Nearly two-thirds (61%) of clean tech companies experienced a supply chain disruption in the past three years, and in the vast majority of cases (84%) the event had a material impact on the bottom line, according to the 2015 Global Cleantech Risk Survey.
Seventy-five percent of the firms that source products from China had a supply chain disruption.
Conducted by the Chubb Group of Insurance Companies and Cleantech Group, the online survey of 300 clean tech executives worldwide also found that supply chain disruptions resulted in delayed deliveries (69%), erosion of profit margins (28%), brand/reputation damage (27%) and reduced revenue (26%).
“As our survey confirmed, clean tech companies continue to innovate and expand their global footprint to grow sales, reduce expenses and achieve other benefits – but sometimes without fully appreciating the potential risks,” said Sheeraz Haji, chief executive officer, Cleantech Group.

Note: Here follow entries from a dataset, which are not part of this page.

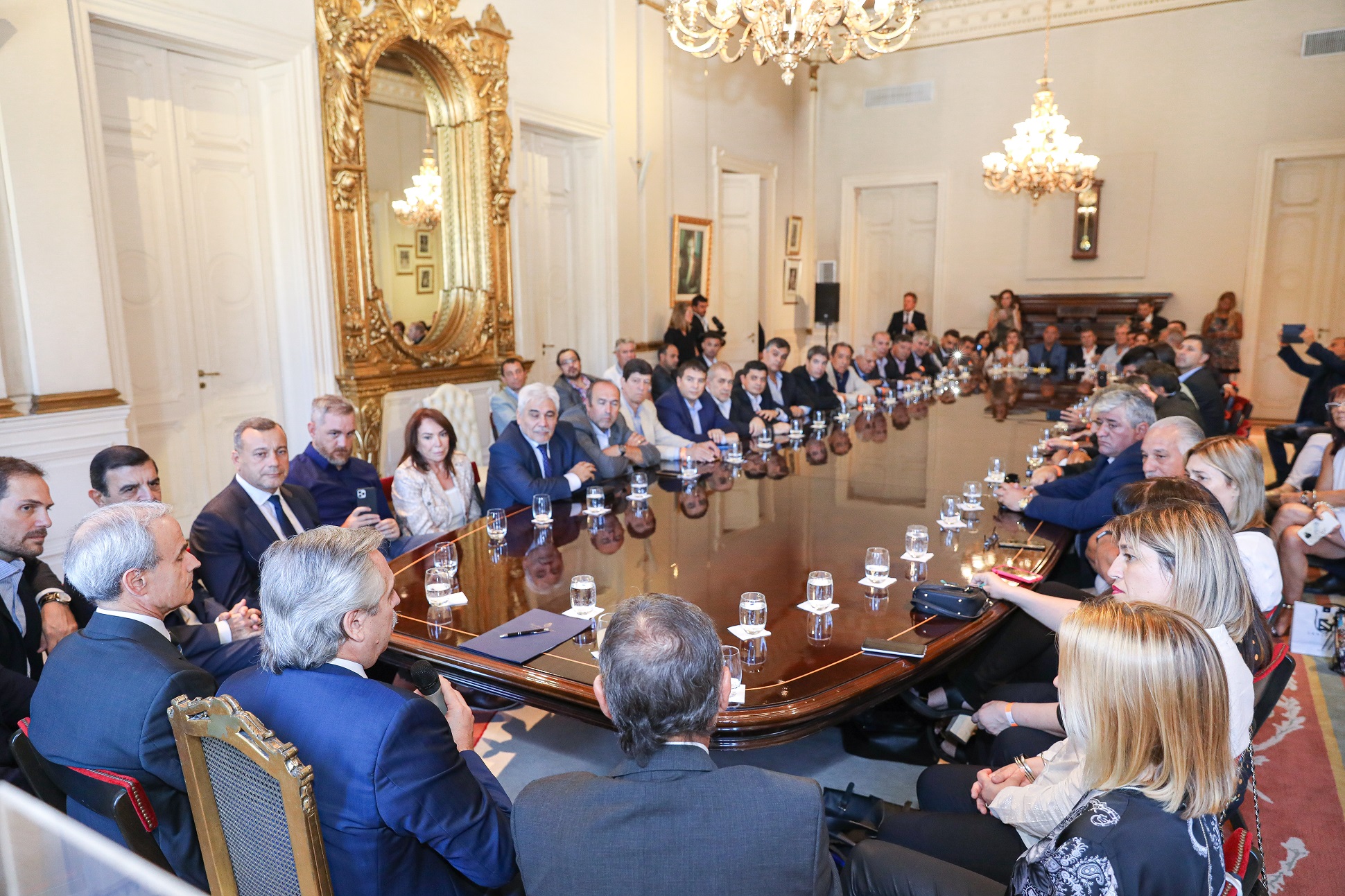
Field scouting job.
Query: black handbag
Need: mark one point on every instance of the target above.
(946, 599)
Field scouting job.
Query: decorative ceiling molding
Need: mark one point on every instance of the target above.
(957, 21)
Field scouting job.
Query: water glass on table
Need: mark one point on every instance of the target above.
(752, 613)
(877, 563)
(582, 594)
(541, 510)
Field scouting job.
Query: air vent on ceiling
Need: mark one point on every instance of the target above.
(899, 94)
(1321, 44)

Eighty percent of survey respondents either source or sell products in at least one country beyond their homeland; nearly one-half (40%) of them are doing so in China.
Government regulations, increased intellectual property risk and differing cultural practices were noted as the top three barriers to market entry in other countries.
“Operating beyond borders can be tricky,” noted Amy Ingram, vice president and worldwide clean tech manager for Chubb. “Clean tech companies should consider implementing greater measures to mitigate their vulnerability to supply chain disruptions.”
Though 46 percent of executives planned to pilot new projects in another location, the majority of respondent failed to consider the potential for devastating damages, the report stated.
Although clean tech companies employ a variety of supply chain risk mitigation practices, they put some of the best practices in place only infrequently. Only 23% track product shipments and even fewer purchase insurance (11%) and ensure that suppliers have business interruption plans (11%). In addition, 70% of clean tech companies do not have a written supply chain disruption plan.